I also wonder what then the purpose would be of homeschooling. It will eventually tread on many of those reasons.


----------



## calgal (Jul 20, 2007)

I agree with Bob that there needs to be some oversight for homeschoolers and some assistance to "teach the teacher" if you will. My friends and relatives who teach are always attending conferences (the good ones want to be able to learn constantly). I am concerned not about the many wonderful homeschool parents BTW. While I do respect the right of parents to homeschool, there are some "unschoolers" who frankly do not educate their children in any way shape form or incarnation. These folks do a disservice to the HS community and most importantly to the kids. It would be a good thing to hold parents accountable to work with their kiddies and provide mom or dad with resources.


----------



## blhowes (Jul 20, 2007)

toddpedlar said:


> Home schools? Can you explain how you've come to this view?
> 
> 
> 
> Please, Bob, this is really surprising... can you explain more why this is your view? Why should the federal government have any right at all to dictate anything about private schools - and home schools? What would the purpose of such oversight be?


I suppose to guard against parents dropping the ball when it comes to educating their children. If a parent doesn't educate their child properly, they're held accountable (before God) for their lack of responsibility in that area.
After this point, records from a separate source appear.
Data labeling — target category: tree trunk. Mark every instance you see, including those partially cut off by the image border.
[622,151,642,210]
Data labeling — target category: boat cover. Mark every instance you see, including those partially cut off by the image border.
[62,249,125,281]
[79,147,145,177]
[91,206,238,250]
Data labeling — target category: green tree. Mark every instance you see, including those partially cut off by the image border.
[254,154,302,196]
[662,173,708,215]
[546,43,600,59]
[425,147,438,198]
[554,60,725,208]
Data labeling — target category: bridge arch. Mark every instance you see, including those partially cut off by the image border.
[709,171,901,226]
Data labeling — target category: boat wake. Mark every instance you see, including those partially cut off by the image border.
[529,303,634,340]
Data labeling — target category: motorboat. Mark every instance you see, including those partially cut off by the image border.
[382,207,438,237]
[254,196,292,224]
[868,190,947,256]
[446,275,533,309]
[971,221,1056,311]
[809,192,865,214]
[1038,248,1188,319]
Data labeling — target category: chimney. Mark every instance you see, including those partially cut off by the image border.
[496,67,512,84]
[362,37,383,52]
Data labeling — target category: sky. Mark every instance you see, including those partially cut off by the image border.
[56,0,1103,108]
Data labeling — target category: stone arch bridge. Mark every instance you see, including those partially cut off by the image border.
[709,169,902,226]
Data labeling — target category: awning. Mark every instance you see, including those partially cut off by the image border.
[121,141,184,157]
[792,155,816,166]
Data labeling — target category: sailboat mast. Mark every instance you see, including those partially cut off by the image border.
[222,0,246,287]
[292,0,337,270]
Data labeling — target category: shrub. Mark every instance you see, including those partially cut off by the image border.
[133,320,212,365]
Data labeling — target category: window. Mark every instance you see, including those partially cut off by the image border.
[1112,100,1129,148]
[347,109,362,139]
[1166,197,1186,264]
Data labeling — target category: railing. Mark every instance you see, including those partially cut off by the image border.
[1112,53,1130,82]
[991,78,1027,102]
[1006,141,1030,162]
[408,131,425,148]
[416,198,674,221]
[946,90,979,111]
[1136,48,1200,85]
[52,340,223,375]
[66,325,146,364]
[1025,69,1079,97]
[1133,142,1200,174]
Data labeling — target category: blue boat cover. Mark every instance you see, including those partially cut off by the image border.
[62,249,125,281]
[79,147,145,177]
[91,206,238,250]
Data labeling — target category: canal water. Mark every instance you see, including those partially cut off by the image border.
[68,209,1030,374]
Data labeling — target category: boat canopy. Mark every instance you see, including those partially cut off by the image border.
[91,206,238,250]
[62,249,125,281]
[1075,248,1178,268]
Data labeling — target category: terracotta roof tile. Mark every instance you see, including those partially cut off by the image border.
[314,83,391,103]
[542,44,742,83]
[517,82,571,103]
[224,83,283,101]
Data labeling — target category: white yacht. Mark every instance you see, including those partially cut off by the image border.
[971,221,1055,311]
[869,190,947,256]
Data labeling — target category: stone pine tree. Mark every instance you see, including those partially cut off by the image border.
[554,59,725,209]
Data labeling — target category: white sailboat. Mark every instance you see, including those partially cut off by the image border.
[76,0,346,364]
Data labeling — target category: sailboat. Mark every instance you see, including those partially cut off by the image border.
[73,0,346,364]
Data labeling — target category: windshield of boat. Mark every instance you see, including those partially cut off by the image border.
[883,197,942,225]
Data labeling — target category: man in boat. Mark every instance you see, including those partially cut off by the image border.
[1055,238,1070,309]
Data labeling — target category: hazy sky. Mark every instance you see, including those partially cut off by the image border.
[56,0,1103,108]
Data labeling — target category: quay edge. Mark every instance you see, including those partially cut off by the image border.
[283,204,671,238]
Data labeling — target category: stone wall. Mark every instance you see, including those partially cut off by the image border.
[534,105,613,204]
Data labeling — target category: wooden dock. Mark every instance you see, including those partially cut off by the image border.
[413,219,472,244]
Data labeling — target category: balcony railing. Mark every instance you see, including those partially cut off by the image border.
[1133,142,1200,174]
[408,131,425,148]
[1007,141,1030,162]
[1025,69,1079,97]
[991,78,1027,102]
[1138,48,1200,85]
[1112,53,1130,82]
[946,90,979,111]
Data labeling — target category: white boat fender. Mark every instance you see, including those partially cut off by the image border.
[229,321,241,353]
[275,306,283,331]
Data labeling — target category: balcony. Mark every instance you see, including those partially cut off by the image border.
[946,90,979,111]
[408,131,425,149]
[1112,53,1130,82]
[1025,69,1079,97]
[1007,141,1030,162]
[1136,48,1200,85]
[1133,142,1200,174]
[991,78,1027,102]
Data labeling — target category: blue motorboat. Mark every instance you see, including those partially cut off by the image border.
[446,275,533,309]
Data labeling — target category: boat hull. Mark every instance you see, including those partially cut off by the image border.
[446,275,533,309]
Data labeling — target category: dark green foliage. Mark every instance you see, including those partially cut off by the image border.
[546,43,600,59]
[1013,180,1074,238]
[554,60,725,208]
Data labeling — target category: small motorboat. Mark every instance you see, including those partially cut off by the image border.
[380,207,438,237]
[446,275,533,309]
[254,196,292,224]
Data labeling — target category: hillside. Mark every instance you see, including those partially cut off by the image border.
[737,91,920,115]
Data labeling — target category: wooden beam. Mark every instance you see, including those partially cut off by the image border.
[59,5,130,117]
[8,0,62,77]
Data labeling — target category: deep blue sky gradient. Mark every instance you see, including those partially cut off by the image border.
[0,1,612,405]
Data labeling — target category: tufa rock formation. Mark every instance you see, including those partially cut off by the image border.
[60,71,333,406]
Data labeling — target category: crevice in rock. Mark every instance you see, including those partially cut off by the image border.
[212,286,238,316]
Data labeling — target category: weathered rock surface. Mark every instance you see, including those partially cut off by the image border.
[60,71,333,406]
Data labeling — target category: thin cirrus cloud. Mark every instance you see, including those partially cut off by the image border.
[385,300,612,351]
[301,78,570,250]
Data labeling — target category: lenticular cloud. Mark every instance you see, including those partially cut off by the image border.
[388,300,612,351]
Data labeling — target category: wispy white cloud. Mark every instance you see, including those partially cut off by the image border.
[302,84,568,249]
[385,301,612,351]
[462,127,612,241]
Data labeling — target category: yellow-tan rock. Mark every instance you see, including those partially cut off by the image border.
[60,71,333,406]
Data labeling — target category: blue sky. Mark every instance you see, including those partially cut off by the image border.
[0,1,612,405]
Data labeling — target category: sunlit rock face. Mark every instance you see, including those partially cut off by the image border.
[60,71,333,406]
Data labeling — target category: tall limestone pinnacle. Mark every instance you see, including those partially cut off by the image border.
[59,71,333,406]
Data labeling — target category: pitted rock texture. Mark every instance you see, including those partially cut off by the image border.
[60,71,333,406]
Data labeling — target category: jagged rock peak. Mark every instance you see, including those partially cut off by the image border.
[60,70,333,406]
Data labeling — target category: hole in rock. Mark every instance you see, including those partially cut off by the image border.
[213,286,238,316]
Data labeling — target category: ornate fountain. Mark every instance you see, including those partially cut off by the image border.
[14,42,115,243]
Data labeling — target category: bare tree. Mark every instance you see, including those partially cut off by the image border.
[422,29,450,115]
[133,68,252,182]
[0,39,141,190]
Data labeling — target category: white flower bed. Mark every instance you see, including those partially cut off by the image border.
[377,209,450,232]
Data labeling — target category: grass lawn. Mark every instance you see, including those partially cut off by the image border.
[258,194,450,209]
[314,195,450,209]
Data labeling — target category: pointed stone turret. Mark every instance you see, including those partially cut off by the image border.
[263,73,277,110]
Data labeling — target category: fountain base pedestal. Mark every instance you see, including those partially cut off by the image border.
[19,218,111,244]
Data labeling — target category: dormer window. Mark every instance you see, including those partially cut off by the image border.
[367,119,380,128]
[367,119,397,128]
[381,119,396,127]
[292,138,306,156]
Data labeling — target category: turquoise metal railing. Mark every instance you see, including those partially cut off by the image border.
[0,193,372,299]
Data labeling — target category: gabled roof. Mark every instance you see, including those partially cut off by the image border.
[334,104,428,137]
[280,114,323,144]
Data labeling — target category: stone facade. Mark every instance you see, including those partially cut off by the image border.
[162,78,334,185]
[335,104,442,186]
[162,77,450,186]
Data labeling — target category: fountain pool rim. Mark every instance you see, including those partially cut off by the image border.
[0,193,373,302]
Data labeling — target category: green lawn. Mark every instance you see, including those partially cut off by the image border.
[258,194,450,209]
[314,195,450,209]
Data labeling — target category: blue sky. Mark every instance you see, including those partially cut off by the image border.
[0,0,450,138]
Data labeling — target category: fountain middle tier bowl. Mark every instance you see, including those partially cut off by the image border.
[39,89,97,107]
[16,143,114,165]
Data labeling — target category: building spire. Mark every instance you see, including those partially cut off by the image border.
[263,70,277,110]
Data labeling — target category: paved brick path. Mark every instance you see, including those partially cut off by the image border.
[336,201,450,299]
The parents are held accountable, but the children are the casualty. 

You might educate your children privately based on principles in the scriptures. You're educating your child the way God intends. But what about parents who don't educate their children that way, who don't value education the way you do? Do parents have the right to not educate their children as they see fit?


----------



## LadyFlynt (Jul 20, 2007)

There are plenty of resources already for parents...even without the conferences. The point isn't providing resources, it's government control....and does every child NEED to be in school through 17years of age. Why don't we make college mandatory then?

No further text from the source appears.